Я пытался сообразить, как воспринять эти слова, как поощрение или, напротив, вызов или даже предостережение, и, так и не найдя ответа, пошел по стандартному пути, сперва прикоснулся к ее губам, а потом медленно вобрал их в себя. Но вместо ожидаемых пощечин, которые в ту пору еще из моды не вышли, я чувствовал, что моя ласка не только принята, но и возвращена, и теперь мы жадно целовались, не обращая внимания на пару, которая неожиданно вошла в комнату и начала танцевать рядом.
Потом Анаит чуточку отстранилась, но танцевать мы продолжали, и когда вновь остались в комнате одни, и когда Леннона сменил Высоцкий, записи которого были в таком же дефиците, как и «Битлз», и даже когда стало светать.
Я сказал Анаит, что провожу ее, и она тотчас же согласилась, хотя и пришла с Гамлетом.
Бакинские рассветы, когда небо как-то сразу неожиданно приобретает бледно-шафрановые тона, а воздух с едва уловимым зефиром с нефтяных промыслов еще сохраняет прозрачность и свежесть ночи, — рассветы особые. В такие минуты чувствуешь, будто рождаешься заново. Со мной, во всяком случае, так оно и было.

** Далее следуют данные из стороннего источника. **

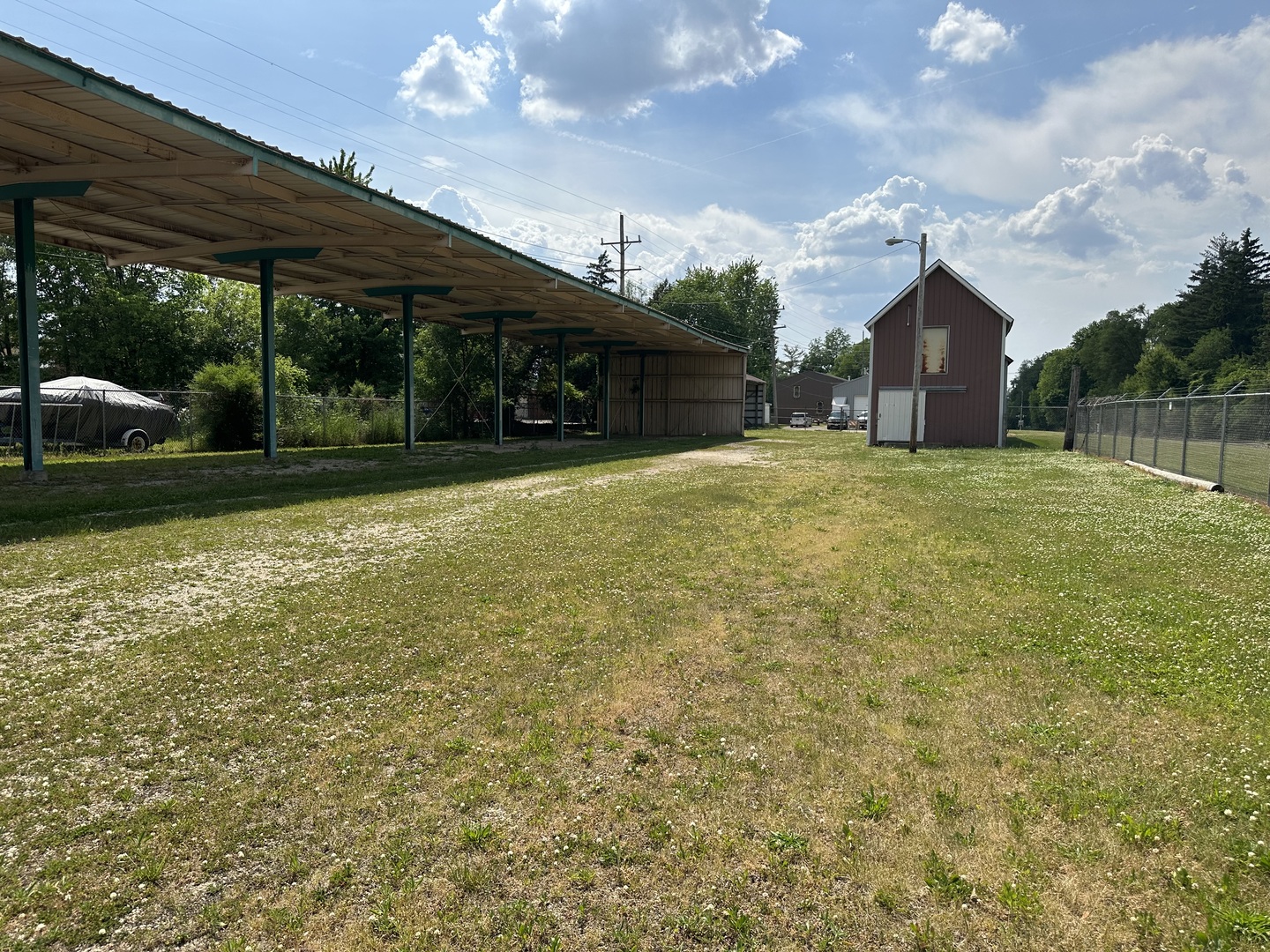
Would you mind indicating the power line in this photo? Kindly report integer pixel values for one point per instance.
(372, 108)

Мы медленно шли улицами еще спящего поселка. Носил онв ту пору имя Степана Разина, поскольку находился у подножьягоры с пещерой, где по легенде прятался со своей дружиной знаменитый атаман. Поселок утопал в цветущей сирени, и это почему-то множило мое ухарство, да так, что моя рука непостижимым образом не покидала ее плеча. А уже в «городе» (на языке жителей пригородов «городом» звался сам Баку) я рискнул на улице поцеловать ее вновь. При людях, средь бела дня! Это нарушало уже все местные представления о приличии, и желчный чистильщик обуви, раскладывавший под навесом свои причиндалы, тут же пошел орать, будто сел на бочку со скипидаром:
— Ахчи*, что делаешь?! Отец увидел бы, убил… 

Часть первая. Глава вторая

Утром мне позвонил сын и сказал, что будет вечером и не один. Я знал, о ком речь, и восторга не выразил. У него полгода уже продолжался роман с разведенной особой на три года старше и с ребенком, а неделю назад он известил меня о своем намерении жениться, после чего мне пришлось вызывать скорую помощь.

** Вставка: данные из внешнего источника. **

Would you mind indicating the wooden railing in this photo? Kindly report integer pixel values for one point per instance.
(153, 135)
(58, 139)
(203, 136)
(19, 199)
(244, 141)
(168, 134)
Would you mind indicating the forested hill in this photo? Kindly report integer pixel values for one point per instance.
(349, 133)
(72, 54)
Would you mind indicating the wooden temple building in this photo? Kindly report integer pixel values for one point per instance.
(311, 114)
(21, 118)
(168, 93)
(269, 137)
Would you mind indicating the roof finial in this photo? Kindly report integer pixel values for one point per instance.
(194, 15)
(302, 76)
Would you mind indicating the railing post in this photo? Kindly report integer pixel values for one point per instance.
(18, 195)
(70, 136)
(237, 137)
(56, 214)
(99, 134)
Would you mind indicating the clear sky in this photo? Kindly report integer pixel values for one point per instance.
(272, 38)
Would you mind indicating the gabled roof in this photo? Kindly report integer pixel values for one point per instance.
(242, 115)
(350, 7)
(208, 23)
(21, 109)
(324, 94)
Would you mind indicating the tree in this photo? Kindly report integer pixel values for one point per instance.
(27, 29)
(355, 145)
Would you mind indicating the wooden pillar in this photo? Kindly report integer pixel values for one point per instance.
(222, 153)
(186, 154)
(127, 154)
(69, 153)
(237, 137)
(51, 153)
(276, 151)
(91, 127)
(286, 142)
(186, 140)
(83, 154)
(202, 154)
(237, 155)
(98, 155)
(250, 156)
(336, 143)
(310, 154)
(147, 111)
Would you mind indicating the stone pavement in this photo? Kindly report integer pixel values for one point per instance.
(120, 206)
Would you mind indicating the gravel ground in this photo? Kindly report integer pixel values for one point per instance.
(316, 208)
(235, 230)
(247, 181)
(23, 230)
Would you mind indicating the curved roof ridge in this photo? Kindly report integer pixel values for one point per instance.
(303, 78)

Его мать, которая была осчастливлена новостью на неделю раньше, грозила самоубийством, и это было вполне в ее стиле, ибо всякий раз, когда наше чадо устраивало экспромт по женской части, она клялась наложить на себя руки, а мне оставалось лишь сожалеть, что слово в очередной раз не сдержано. Сегодня она даже снизошла до звонка, полюбопытствовав, почему я ничего не предпринимаю. В последний раз я слышал ее голос лет, кажется, пять или шесть лет назад и был так удивлен, что вместо того, чтобы бросить трубку, поинтересовался и вроде бы даже вежливо:
— А почему я должен что-то предпринимать?
Поскольку в завершающий год нашей совместной жизни я уже не мог разговаривать с ней как воспитанный человек, она
была удивлена не менее, чем я ей, и потому сразу же спустила с тормозов:
— Тебя не волнует, что твой сын собирается жениться на какой-то черемухе?

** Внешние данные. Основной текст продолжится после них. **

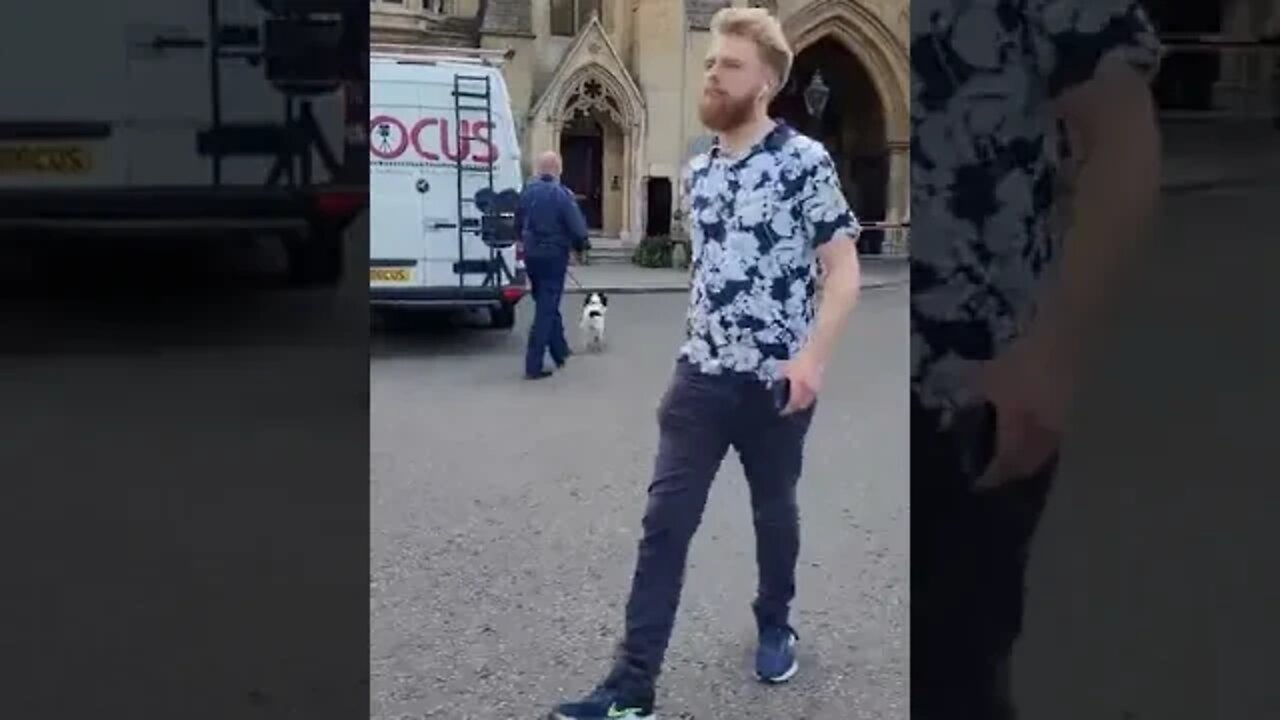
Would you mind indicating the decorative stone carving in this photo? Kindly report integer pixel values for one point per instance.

— Мы говорим меньше минуты, а у меня уже начинается мигрень, — пожаловался я.
— Чтоб ты сдох! — зарычала она и бросила трубку, но только для того, чтобы через минуту позвонить снова и продолжить фонтан.
— Если ты полагаешь, что я намерена сидеть сложа руки и наблюдать, как погибает мой единственный сын, то глубоко
заблуждаешься.
— Кажется, именно это сказала тебе мать твоего третьего любовника, когда застала вас за чтением Камасутры.
— Нет, ты, видимо, никогда не сдохнешь! — завопила она и бросила трубку, к моему бесконечному облегчению, уже
окончательно.
Валерка объявился, как и обещал, — к новостям НТВ. Он довольно причудливо заимствовал родительские черты и был
очень не типичен, особенно благодаря великоватому армянскому носу, обретенному у папы, и пронзительно голубым глазам, унаследованным от мамы. Неясно было, правда, в кого он такой бледнолицый, поскольку его мамаша белой, аки алебастр, не была тоже. Учился он (а правильнее было бы сказать, создавал видимость учебы) на архитектора и имел наивность полагать, что я это воспринимаю всерьез.
— Мать в истерике, батя!
(Сто раз просил его не называть меня «батей». Как об стенку горох!)
— Это ее естественное состояние, — уклончиво заметил я.
— Завтра мы собираемся прийти к ней втроем.
— Кто третий?
— Ее дочь…
— А обо мне подумали? — заорал я. — Твоя мать уже звонила мне сегодня…
— Да? — искренне удивился он.
— После ее звонка я принимал «Капоприл». Можно представить, что мне грозит после того, как вы явитесь к ней всей
компанией.
— Между прочим, Аглая — беременна, — сказал он и, видя, что я уже начинаю оседать, предпринял попытку успокоить: — От меня…
Когда явилась Аглая, я уже лежал на кушетке, а Валерка бегал вокруг, размахивая полотенцем. Я смотрел на избранницу и пытался понять, что в ней нашел мой сын — очень уж замухрышиста, казалось бы, воплощение гладильной доски с антеннами рук и ног плюс пакля неухоженных волос неопределенной масти. Впрочем, похвастаться, что я всегда понимал молодежь, не могу.
— Тимур Иванович, — сразу же приступила к делу Аглая. —
Почему вы против, чтобы я вышла замуж за Валеру?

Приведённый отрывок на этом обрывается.